L’âge légal de la pension est actuellement de 65 ans. Votre pension de retraite prendra cours le premier jour du mois qui suit celui où vous atteignez 65 ans.
Vous pouvez cependant choisir de ne pas prendre votre pension et de continuer à travailler pendant un certain temps. Si vous êtes salarié, vous devrez dans ce cas obtenir l’accord de votre employeur. Et le jour où vous souhaitez partir à la retraite, il faudra en faire la demande vous-même.
Vous souhaitez au contraire prendre votre pension le plus tôt possible? Depuis le 1er janvier, il faut avoir 63 ans et 42 années de carrière (ou 60 ans avec 44 années de carrière ou encore 61 ans avec 43 ans de carrière) pour accéder à la pension anticipée. Vous devrez introduire une demande en ce sens un an avant la date de départ souhaitée.
Rien ne vous empêche évidemment de cesser de travailler n’importe quand, sans attendre l’âge légal de la pension ou l’âge de la pension anticipée. Mais il faudra en assumer les conséquences. Plus votre carrière est courte, moins votre pension sera élevée.
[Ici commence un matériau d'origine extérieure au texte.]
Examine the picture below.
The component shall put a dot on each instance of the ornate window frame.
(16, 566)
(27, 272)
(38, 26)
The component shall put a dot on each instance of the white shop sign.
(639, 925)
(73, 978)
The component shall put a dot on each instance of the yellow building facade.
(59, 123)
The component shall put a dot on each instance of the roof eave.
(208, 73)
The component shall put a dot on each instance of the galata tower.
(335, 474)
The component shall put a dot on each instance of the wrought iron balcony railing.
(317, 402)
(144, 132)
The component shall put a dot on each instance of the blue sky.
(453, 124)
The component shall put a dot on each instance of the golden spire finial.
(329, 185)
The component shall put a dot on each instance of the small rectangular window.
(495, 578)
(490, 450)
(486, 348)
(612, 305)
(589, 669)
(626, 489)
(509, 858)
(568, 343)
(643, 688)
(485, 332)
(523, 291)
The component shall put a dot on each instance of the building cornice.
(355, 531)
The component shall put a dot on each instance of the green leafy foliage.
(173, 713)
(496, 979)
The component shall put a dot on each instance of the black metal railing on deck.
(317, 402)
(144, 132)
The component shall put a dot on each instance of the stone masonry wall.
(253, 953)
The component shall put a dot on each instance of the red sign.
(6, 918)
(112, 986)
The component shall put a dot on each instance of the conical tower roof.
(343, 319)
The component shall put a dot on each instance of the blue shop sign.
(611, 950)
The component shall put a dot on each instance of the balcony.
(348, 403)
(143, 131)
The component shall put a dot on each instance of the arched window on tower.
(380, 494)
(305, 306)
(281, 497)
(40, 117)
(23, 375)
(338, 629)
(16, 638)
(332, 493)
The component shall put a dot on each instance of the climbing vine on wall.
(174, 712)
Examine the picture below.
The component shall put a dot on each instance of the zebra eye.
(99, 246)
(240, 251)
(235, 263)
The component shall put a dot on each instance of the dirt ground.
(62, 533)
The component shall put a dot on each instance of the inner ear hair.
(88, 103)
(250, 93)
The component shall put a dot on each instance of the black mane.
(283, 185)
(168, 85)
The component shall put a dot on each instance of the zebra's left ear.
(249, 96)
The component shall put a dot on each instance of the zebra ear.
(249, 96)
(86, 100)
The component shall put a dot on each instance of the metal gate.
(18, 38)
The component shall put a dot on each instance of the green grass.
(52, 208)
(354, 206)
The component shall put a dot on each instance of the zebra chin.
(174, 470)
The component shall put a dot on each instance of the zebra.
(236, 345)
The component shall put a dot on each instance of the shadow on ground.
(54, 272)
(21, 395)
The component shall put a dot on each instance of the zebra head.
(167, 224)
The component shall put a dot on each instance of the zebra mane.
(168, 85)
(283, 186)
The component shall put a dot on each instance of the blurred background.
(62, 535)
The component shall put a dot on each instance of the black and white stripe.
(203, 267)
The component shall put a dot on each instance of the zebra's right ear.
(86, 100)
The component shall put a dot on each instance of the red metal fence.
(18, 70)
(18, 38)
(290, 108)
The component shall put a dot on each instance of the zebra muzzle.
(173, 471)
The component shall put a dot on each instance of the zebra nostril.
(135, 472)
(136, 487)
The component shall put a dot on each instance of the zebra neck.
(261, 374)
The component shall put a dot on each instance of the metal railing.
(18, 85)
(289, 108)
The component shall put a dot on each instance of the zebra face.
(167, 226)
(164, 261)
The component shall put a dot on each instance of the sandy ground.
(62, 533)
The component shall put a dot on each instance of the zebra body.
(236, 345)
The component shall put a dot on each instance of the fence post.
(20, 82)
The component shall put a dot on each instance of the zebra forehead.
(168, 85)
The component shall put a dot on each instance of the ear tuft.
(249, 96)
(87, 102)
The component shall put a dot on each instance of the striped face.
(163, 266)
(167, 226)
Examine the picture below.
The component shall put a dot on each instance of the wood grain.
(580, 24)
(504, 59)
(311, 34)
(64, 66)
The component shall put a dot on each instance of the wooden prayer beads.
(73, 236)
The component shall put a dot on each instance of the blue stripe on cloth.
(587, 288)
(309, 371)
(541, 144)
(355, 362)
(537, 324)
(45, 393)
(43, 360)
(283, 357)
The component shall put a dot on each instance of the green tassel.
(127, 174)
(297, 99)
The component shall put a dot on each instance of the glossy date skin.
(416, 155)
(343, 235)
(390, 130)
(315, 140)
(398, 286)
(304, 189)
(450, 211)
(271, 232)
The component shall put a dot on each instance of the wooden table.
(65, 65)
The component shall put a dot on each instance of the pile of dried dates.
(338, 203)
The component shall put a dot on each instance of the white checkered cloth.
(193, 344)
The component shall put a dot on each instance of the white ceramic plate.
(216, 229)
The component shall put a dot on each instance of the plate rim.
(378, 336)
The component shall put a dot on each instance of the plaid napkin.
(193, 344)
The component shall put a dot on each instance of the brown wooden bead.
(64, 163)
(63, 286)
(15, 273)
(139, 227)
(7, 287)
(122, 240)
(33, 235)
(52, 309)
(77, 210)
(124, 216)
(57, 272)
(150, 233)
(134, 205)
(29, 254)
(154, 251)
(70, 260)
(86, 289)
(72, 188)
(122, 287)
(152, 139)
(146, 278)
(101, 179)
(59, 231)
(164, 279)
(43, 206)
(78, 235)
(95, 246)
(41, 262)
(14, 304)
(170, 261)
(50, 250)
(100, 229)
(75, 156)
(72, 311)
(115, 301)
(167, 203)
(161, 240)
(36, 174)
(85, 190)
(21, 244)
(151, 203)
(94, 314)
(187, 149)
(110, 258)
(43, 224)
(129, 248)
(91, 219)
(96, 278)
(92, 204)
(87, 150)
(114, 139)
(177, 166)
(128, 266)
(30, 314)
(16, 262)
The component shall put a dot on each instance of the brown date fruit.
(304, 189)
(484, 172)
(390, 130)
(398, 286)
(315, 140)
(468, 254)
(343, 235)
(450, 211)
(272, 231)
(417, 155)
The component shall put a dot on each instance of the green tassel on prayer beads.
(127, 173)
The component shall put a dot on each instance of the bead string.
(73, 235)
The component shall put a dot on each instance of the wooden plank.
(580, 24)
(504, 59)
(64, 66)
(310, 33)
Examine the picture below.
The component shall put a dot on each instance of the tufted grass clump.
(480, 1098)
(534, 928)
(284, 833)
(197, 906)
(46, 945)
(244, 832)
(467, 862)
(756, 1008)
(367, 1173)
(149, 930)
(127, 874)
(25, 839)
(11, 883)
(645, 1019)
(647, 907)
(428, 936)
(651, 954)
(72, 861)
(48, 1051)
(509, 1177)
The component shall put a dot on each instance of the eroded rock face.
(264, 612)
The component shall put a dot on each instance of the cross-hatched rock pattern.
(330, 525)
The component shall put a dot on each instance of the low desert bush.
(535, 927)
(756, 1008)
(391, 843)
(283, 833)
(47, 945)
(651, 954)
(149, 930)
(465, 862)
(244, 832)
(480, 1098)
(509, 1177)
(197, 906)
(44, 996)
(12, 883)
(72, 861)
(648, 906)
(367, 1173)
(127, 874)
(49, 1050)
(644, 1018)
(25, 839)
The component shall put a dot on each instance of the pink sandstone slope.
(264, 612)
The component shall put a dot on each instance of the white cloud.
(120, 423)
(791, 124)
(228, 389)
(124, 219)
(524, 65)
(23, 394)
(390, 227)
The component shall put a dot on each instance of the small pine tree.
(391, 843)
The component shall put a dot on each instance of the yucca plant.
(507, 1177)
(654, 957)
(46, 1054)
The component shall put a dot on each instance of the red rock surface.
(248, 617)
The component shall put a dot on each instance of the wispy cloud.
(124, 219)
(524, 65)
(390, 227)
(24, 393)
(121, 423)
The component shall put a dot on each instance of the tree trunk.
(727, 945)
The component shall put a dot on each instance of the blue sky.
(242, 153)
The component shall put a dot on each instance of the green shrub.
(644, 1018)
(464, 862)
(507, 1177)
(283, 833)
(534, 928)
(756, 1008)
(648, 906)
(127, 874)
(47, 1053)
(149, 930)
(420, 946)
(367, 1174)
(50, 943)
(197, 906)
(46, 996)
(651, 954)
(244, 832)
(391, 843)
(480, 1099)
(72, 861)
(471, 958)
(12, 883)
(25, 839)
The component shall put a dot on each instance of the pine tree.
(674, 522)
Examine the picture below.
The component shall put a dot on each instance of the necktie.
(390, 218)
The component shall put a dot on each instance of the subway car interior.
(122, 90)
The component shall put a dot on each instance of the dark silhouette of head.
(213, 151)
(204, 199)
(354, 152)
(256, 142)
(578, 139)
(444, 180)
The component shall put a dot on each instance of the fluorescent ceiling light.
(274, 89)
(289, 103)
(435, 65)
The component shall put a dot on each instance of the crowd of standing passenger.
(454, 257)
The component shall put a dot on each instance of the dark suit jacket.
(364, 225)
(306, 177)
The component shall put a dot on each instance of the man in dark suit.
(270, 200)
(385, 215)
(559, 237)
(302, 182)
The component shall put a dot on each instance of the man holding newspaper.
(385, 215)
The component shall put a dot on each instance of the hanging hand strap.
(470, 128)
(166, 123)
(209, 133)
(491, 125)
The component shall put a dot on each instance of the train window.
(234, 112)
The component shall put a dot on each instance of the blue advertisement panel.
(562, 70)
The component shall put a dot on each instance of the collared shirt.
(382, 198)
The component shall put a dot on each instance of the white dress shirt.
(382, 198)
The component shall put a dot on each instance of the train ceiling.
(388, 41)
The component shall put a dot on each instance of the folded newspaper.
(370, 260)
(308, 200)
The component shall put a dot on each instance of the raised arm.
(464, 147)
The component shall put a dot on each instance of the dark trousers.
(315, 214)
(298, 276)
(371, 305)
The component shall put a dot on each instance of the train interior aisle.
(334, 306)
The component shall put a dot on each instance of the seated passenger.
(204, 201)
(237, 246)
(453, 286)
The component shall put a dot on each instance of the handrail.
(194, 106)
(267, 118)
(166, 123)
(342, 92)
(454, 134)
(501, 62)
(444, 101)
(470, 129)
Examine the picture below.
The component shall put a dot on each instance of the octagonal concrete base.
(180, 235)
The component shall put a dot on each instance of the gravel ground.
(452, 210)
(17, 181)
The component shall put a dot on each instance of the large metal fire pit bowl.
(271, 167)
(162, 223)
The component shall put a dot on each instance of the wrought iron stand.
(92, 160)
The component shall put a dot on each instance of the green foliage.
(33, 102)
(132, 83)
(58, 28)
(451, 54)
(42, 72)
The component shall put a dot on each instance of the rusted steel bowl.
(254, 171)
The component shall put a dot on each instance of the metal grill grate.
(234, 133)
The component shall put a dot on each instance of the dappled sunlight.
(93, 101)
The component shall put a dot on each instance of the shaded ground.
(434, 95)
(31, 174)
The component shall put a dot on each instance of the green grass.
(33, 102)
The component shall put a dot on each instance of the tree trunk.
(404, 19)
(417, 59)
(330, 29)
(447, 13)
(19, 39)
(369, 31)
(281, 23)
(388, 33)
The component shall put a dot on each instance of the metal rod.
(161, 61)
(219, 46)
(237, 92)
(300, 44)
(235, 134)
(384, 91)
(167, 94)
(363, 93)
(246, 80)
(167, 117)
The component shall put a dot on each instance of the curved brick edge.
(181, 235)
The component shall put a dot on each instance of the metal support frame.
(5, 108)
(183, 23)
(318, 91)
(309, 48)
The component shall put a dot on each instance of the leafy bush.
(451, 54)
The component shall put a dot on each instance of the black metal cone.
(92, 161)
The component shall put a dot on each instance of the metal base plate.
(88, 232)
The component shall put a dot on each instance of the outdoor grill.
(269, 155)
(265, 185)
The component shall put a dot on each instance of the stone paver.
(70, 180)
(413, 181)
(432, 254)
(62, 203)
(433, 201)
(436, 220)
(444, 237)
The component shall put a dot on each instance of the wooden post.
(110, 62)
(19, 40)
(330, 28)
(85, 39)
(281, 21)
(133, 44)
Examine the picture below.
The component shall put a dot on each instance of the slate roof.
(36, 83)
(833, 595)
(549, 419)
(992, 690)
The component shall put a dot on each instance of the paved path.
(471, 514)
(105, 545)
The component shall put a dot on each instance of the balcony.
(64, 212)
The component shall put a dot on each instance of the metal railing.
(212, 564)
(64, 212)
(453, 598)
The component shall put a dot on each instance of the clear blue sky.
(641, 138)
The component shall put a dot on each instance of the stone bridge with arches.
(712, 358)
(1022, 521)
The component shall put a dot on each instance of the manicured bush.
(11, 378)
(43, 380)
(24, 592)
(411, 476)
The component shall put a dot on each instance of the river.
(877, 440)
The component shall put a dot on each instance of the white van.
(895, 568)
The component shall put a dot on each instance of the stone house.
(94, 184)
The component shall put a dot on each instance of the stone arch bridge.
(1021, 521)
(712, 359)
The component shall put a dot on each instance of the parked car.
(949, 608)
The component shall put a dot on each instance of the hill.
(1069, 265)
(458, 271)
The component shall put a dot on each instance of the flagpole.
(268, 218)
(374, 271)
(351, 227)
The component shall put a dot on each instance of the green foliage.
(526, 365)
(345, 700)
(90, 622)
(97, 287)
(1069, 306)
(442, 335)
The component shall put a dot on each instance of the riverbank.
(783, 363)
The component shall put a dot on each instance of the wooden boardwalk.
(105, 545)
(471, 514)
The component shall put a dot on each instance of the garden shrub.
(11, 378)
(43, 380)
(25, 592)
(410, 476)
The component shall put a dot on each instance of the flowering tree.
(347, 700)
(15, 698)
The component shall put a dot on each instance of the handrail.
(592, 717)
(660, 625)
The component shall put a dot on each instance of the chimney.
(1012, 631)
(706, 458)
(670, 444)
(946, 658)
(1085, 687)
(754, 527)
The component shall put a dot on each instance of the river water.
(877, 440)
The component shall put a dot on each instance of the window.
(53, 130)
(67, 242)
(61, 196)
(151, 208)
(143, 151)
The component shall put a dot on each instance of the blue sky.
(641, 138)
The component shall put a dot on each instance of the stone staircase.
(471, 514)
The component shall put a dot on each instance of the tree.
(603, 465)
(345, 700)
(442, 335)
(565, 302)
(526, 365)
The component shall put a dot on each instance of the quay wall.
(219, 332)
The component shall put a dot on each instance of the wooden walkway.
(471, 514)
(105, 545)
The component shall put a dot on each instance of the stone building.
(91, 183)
Et surtout, vous devrez attendre vos 65 ans avant de toucher votre pension. Cela suppose d’avoir des réserves financières solides en attendant!
Quel sera le montant de ma pension légale?
Sur Mypension, outre la date de prise de cours de votre pension ainsi que la date la plus proche autorisée (pension anticipée), vous obtiendrez une estimation du montant de votre pension légale. Le résultat affiché est un montant brut, calculé sur la base d’une carrière fictive. C’est-à-dire en supposant que vous travaillerez jusqu’à l’âge légal et aux mêmes conditions (statut, salaire, temps de travail) qu’actuellement. Les montants étant exprimés en euros actuels, compte tenu de l’inflation, ils seront probablement plus élevés le jour venu.
Fiscalité
Comment ma pension sera-t-elle imposée?
- La pension légale est moins imposée qu’une rémunération normale en raison de deux mécanismes de réduction (ordinaire et complémentaire).
- Lors du paiement de votre pension, l’État retient un précompte professionnel (qui est fonction de votre pension brute, de votre situation de ménage et d’éventuels enfants à charge), une cotisation de sécurité sociale (3, 55% du montant total brut) ainsi qu’une cotisation de solidarité dont le taux, qui augmente en fonction du montant brut de la pension (pension légale + pensions extralégales du 2e pilier), varie entre 0 et 2%. Le seuil de perception de cette cotisation sera relevé le 1er mars (2.594,4 euros pour un isolé, 2.991,51 euros pour un ménage).
- La plupart des pensionnés reçoivent une proposition de déclaration d’impôt simplifiée. Il suffit de vérifier si les données qui y figurent sont complètes et correctes et si nécessaire, d’introduire une demande de correction par courrier ou via Tax-on-web.
Uniquement si vous êtes marié, l’un des conjoints pourra percevoir une pension au taux ménage (majorée) dans le cas où le montant de la pension de chef de ménage est supérieur à la somme des deux pensions d’isolés. Les services des pensions examinent automatiquement ce qui est le plus avantageux. Attention, ce système ne s’applique pas aux fonctionnaires!
À partir de 55 ans, un salarié reçoit automatiquement une estimation de pension qui sera adaptée chaque année en tenant compte de ses données de carrière les plus récentes. Il est même possible de demander une estimation qui évalue l’impact d’autres choix de carrière.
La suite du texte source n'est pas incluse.